Town residents might soon notice a few fancy tumblers in lieu of plastic water bottles at future town council meetings.
The black YETI tumblers are courtesy of 17-year-old resident Grace Foglia, who approached Windermere Town Manager Robert Smith with an idea to provide town staff and council members with reusable containers.
Smith, she said, was completely on board with her proposed idea, and gave her the green light to order 20 tumblers engraved with the town’s logo.
“My dad and I were at a meeting and everyone had plastic water bottles but not everyone drinks them, and I didn't think it was practical,” Foglia said, explaining why she pitched the idea. “I just thought it was wasteful, and it's not that good for the environment. So I thought we could start using small reusable tumblers. I purchased 20, and I've had some people ask if they could also buy ones, so that's something I'm also interested in – potentially selling them to the residents of the town.”
Foglia’s initiative partially inspired council member Bill Martini to pitch another idea to the town: a young adults committee that would take on similar projects and help out with regular town events.
“This is not an official thing yet, but it's something I've talked to some people about and it seems to be getting some traction,” Martini said. “We have a lot of young people here in town who love to volunteer and also need to volunteer for school. So I thought it would be a good idea to start a young adults or youth committee so they can get some volunteer hours and get a taste of public service. … I'm thinking the committee could have their own projects, their own budget, their own agenda and their own officers and that type of thing.

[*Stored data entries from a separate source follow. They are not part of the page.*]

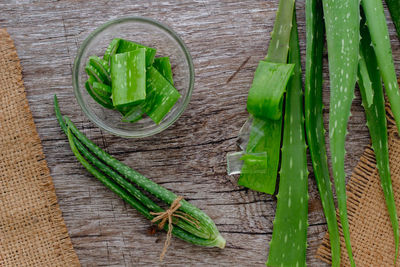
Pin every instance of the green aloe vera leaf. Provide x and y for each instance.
(111, 50)
(379, 32)
(163, 65)
(315, 130)
(128, 46)
(128, 75)
(99, 99)
(102, 89)
(280, 36)
(266, 93)
(342, 24)
(394, 9)
(289, 238)
(102, 67)
(161, 95)
(265, 136)
(377, 125)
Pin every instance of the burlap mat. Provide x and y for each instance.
(32, 231)
(370, 228)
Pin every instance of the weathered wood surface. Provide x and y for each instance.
(226, 39)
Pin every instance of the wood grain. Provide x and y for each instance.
(226, 39)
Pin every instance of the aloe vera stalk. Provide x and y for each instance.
(206, 225)
(128, 73)
(342, 24)
(394, 9)
(379, 32)
(289, 238)
(376, 122)
(265, 134)
(315, 130)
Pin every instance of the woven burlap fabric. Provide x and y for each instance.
(32, 231)
(370, 228)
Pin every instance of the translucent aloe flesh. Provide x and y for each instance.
(376, 122)
(128, 73)
(267, 132)
(289, 238)
(379, 32)
(315, 130)
(342, 24)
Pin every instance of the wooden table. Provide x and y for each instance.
(226, 39)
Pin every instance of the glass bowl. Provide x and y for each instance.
(149, 33)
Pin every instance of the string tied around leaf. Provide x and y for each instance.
(168, 215)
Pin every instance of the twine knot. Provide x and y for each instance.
(163, 216)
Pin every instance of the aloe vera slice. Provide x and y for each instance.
(128, 73)
(102, 68)
(376, 122)
(289, 238)
(266, 93)
(161, 95)
(102, 89)
(111, 50)
(105, 103)
(128, 46)
(163, 65)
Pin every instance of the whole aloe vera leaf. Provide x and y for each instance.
(268, 132)
(394, 9)
(342, 24)
(280, 36)
(379, 32)
(289, 238)
(315, 130)
(376, 122)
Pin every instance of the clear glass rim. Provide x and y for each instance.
(75, 77)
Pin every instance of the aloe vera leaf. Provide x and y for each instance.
(315, 130)
(161, 95)
(128, 73)
(265, 136)
(102, 89)
(379, 32)
(163, 65)
(160, 192)
(377, 125)
(280, 36)
(102, 67)
(128, 46)
(394, 9)
(111, 50)
(289, 238)
(102, 101)
(265, 96)
(342, 24)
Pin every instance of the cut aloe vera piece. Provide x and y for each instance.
(128, 73)
(161, 95)
(128, 46)
(104, 102)
(266, 93)
(102, 89)
(102, 68)
(163, 65)
(111, 50)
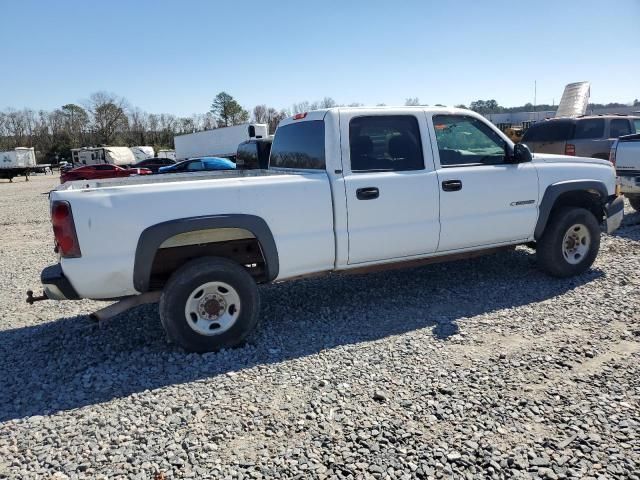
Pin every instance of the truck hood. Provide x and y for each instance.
(552, 158)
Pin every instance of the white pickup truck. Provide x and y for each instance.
(348, 189)
(625, 154)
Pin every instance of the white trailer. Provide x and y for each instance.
(142, 152)
(170, 154)
(16, 162)
(221, 142)
(97, 155)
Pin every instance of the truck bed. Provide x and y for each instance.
(165, 178)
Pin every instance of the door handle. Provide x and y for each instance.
(452, 185)
(367, 193)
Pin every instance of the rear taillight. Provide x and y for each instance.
(612, 153)
(64, 230)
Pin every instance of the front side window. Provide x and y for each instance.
(467, 141)
(389, 143)
(590, 128)
(619, 127)
(299, 145)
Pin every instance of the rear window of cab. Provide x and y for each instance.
(299, 145)
(550, 131)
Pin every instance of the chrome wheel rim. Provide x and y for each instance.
(212, 308)
(576, 243)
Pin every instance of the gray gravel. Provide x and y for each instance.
(477, 369)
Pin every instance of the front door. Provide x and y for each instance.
(391, 186)
(484, 200)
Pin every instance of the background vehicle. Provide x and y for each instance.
(142, 152)
(220, 142)
(589, 136)
(96, 155)
(199, 165)
(254, 153)
(348, 189)
(17, 162)
(92, 172)
(625, 155)
(154, 164)
(171, 154)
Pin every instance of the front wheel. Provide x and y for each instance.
(208, 304)
(570, 243)
(635, 202)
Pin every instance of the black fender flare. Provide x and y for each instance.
(553, 192)
(152, 237)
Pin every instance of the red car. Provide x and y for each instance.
(104, 170)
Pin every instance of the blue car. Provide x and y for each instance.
(199, 165)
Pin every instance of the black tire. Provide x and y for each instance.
(184, 282)
(635, 202)
(550, 246)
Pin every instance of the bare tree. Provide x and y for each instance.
(109, 115)
(228, 111)
(260, 113)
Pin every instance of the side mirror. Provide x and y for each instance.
(521, 154)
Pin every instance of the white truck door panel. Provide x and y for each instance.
(496, 204)
(391, 214)
(483, 199)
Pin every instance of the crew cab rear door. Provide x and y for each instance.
(484, 200)
(390, 185)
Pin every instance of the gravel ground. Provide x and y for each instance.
(477, 369)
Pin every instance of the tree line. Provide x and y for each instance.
(108, 119)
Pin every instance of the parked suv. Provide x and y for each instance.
(590, 136)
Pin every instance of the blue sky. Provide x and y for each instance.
(174, 56)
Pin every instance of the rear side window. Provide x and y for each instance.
(619, 127)
(385, 144)
(590, 128)
(299, 145)
(552, 131)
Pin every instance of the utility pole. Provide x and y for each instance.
(535, 96)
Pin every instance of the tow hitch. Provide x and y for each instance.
(31, 299)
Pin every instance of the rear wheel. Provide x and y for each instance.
(570, 243)
(208, 304)
(635, 202)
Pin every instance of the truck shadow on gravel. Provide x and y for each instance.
(71, 363)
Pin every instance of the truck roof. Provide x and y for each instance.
(321, 113)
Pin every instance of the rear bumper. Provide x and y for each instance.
(615, 213)
(56, 286)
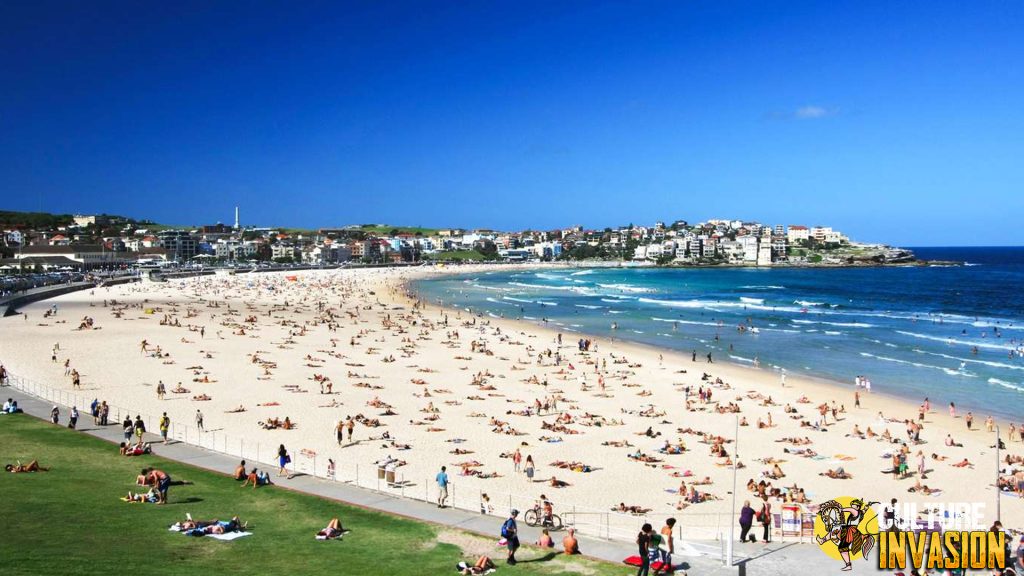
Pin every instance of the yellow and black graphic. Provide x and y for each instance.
(946, 550)
(846, 529)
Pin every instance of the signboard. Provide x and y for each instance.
(791, 520)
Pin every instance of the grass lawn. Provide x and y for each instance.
(70, 521)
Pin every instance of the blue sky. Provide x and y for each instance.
(897, 122)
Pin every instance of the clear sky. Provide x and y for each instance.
(898, 122)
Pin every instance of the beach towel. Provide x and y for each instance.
(229, 536)
(656, 566)
(226, 537)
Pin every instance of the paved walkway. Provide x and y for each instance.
(694, 557)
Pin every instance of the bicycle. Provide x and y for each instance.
(535, 517)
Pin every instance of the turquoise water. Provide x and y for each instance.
(950, 333)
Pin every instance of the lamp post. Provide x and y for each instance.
(732, 507)
(997, 491)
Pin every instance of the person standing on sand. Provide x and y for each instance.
(510, 532)
(283, 460)
(165, 424)
(139, 426)
(765, 517)
(643, 543)
(441, 479)
(745, 522)
(668, 545)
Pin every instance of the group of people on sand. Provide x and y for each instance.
(254, 477)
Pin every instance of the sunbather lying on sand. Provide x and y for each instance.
(838, 474)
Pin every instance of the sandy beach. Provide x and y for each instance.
(468, 392)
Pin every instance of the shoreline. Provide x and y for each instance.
(823, 382)
(369, 298)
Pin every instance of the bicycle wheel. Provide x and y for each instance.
(530, 518)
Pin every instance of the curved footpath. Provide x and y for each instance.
(696, 558)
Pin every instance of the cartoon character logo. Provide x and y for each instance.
(845, 528)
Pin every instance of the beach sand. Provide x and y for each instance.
(269, 334)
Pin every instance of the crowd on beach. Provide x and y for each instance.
(499, 401)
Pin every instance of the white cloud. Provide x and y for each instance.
(813, 112)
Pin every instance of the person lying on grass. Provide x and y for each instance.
(482, 565)
(333, 530)
(32, 466)
(204, 527)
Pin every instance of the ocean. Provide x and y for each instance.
(950, 333)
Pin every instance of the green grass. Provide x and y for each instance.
(70, 521)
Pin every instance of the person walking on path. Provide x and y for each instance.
(165, 424)
(668, 545)
(764, 516)
(283, 459)
(139, 426)
(441, 487)
(745, 522)
(643, 543)
(510, 532)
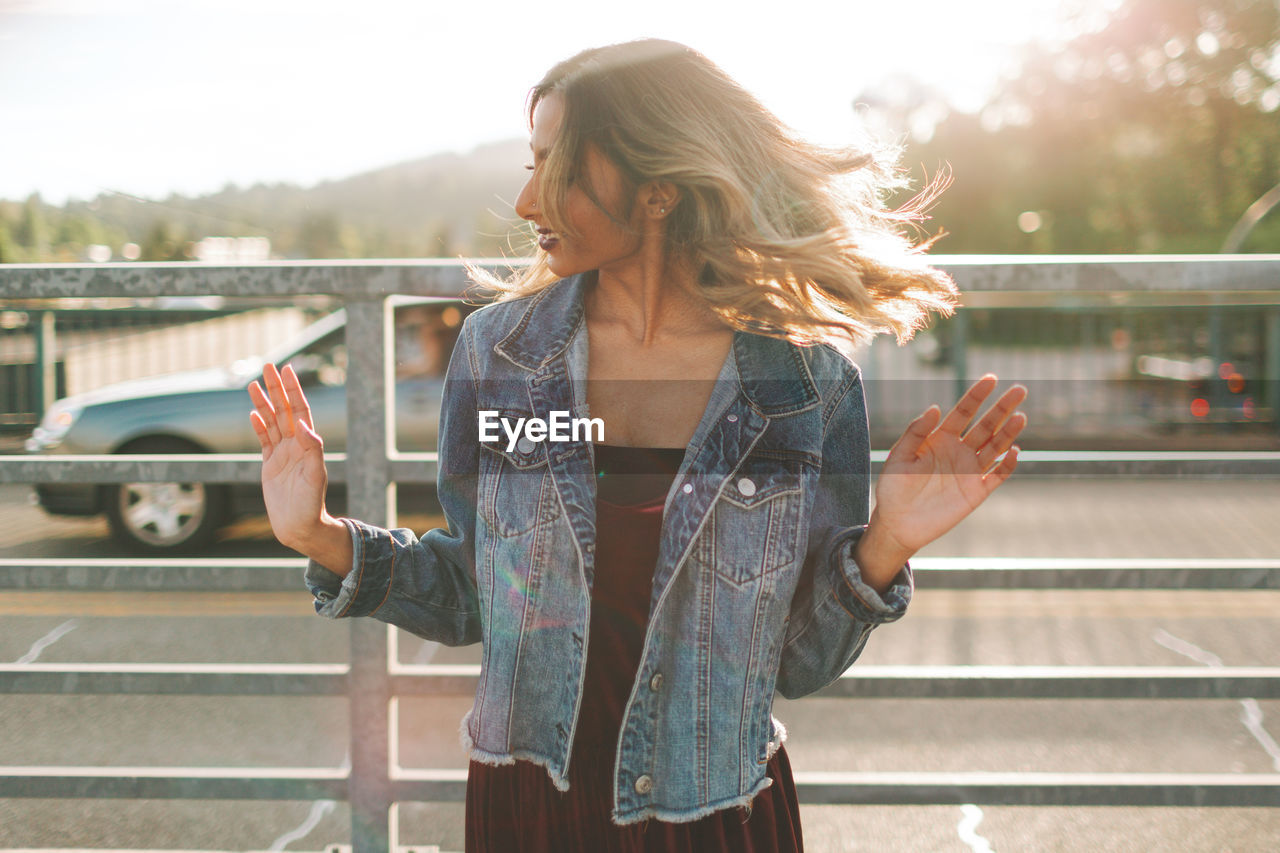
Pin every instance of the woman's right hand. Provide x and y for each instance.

I just thought it would be a good idea to give kids the (opportunity) to have that sort of mini-government experience.”
Such a committee has not been officially proposed, and is only being thrown around as a possible project at this point, but Martini said Smith also believes the idea is feasible.
Martini suggested the potential five-person committee could meet monthly like the town’s existing committees, spearhead its own projects, be sponsored by a council member, and host fundraising events for more projects, such as Foglia’s next idea: a community garden.

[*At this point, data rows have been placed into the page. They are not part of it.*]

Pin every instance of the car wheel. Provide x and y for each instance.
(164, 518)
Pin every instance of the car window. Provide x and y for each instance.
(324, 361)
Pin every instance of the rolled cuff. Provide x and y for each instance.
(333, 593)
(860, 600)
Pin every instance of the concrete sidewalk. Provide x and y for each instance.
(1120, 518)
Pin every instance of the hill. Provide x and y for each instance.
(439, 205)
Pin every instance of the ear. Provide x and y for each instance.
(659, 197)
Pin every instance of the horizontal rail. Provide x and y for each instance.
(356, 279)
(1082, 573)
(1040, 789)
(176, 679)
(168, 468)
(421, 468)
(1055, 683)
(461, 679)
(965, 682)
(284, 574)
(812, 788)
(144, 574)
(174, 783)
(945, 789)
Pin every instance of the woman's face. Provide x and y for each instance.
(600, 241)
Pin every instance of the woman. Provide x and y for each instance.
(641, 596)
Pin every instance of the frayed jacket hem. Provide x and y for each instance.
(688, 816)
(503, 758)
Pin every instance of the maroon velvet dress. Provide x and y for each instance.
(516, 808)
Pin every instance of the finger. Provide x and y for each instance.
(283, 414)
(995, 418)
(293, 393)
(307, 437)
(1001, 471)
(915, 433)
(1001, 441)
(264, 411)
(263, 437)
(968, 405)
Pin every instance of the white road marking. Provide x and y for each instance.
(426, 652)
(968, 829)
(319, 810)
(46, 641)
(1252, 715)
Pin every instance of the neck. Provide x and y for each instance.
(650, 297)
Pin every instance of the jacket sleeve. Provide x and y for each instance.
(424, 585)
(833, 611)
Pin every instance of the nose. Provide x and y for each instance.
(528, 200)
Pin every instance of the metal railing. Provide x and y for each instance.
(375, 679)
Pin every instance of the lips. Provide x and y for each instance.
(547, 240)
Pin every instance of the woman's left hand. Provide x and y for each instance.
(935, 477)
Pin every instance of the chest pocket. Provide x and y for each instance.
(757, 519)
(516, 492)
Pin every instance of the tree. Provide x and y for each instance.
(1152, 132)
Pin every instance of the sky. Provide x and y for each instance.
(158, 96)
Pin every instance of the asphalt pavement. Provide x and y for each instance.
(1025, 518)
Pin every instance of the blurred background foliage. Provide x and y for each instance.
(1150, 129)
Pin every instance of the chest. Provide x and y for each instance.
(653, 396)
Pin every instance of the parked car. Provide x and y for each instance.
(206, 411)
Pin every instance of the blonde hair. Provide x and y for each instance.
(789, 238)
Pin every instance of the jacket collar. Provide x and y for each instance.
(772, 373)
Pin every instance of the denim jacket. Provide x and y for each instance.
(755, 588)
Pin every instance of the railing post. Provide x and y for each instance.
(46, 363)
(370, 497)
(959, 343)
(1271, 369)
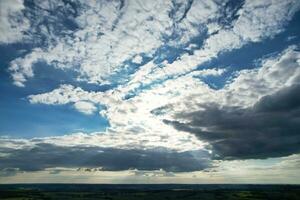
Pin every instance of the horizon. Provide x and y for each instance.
(150, 92)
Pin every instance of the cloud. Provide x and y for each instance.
(268, 129)
(44, 155)
(85, 107)
(13, 24)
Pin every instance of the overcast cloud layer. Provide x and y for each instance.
(158, 73)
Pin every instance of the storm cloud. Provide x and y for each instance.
(43, 155)
(270, 128)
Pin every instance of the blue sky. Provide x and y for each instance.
(166, 87)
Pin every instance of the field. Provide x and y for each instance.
(156, 192)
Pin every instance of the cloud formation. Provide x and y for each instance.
(45, 155)
(147, 68)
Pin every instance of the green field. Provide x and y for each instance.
(221, 194)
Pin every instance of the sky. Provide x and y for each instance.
(133, 91)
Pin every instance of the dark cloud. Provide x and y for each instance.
(271, 128)
(45, 155)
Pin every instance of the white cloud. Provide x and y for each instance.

“I want to do a community garden as well, which would probably take a little more time and research, but maybe the young adults committee could take on that kind of project and we would work with some of the other committees and the town to get it done,” she said.
Foglia said she believes any initiative to reduce waste is a step in the right direction given that efforts to take care of the environment, or lack thereof, will affect later generations.
“We're leaving this earth to my generation, and then the one after, so starting to change how we do things now could help us in the future versus not doing anything – which wouldn't help anyone,” she said. “So I think it's best to start something like this now, rather than later or not at all.”